2. Explain the Circuit Breaker states and transitions. How do you choose the right thresholds?
CLOSED: Normal operation — calls pass through, failures are counted in a sliding window. OPEN: Failure rate exceeded threshold — all calls are rejected immediately (fail fast). HALF_OPEN: After a wait duration, limited calls are permitted to test recovery. If they succeed, transition to CLOSED; if they fail, back to OPEN. Choosing thresholds: Start with 50% failure rate, sliding window of 10-20 calls, 30-60s wait in open state, and 3-5 permitted calls in half-open. Tune based on actual traffic patterns and SLA requirements.
3. Why does the order of resilience decorators matter? What happens if you put Retry outside CircuitBreaker?
Resilience4j applies: Retry(CircuitBreaker(Bulkhead(TimeLimiter(RateLimiter(function))))). Retry is innermost — it retries the actual call before the circuit breaker records a failure. If Retry were outside CircuitBreaker, each retry attempt would be a separate call to the circuit breaker — 3 retries means 3 failures counted, causing the circuit to open prematurely. The correct order ensures retries are exhausted first, and only a final failure after all retries is counted against the circuit breaker threshold.
4. When would you use a Thread Pool Bulkhead vs a Semaphore Bulkhead?
Semaphore Bulkhead: Limits concurrent calls but executes on the caller's thread. Use for fast, synchronous calls where you just need concurrency limiting. Lightweight with no thread overhead.
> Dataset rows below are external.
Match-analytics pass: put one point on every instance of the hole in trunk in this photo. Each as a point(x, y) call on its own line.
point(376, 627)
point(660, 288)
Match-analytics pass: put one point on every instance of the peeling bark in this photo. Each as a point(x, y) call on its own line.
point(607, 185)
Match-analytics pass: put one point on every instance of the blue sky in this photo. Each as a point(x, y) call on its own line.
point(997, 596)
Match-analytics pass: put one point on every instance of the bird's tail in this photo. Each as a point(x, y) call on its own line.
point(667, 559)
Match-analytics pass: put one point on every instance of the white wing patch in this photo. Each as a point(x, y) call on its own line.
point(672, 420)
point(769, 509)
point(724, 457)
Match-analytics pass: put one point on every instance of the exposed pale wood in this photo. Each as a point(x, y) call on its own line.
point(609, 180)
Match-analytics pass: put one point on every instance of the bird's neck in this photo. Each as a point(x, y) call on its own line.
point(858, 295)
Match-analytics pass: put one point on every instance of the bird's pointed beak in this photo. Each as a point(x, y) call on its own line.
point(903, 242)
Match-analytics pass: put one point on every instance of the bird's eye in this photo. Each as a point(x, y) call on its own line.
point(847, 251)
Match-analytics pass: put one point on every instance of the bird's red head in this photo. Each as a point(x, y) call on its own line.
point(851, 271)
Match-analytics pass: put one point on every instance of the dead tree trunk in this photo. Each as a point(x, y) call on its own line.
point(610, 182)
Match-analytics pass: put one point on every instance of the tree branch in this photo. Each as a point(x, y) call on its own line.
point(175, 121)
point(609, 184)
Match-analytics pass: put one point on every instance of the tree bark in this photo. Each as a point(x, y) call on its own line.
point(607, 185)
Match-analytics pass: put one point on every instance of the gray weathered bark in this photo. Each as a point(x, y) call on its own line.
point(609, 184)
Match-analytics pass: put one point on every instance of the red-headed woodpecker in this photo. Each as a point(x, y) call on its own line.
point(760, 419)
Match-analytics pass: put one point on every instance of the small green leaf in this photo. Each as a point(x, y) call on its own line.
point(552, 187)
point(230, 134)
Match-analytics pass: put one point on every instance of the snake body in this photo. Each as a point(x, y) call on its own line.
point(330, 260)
Thread Pool Bulkhead: Executes on a separate thread pool. Use when calls might be slow/blocking — a slow downstream service won't consume the caller's threads. The trade-off is thread context switching overhead and the need to return CompletableFuture. In practice, use thread pool isolation for I/O-bound calls to external services and semaphore for CPU-bound or fast operations.
5. How do you implement graceful degradation with fallbacks? Give a real-world example.
Implement a fallback chain: Primary call -> Cached data -> Default response -> Empty response. Example for a product recommendation engine: 1) Call ML recommendation service for personalized results. 2) If that fails (circuit open), return cached recommendations from Redis. 3) If cache is empty, return popular products (static fallback). 4) If all else fails, return empty list and hide the recommendations section in the UI. The key principle: a degraded experience is always better than an error page. Configure fallbacks via fallbackMethod in Resilience4j annotations.
6. Compare implementing resilience at the application level (Resilience4j) vs infrastructure level (Istio). When would you use each?
Resilience4j (application): Fine-grained method-level control, rich fallback logic (custom Java code), zero latency overhead, but Java-only and requires redeployment to change. Istio (infrastructure): Language-agnostic, no code changes needed, hot-reloadable policies, consistent across all services, but coarser granularity (service-level), limited fallbacks (can only return error codes), and adds ~1ms latency per hop. Use Resilience4j for business-critical paths needing complex fallback logic (e.g., payment processing with queue fallback). Use Istio for organization-wide baseline policies (e.g., all services get 3 retries and 5s timeout). In practice at FAANG scale, you use both — Istio as a safety net, Resilience4j for critical business logic.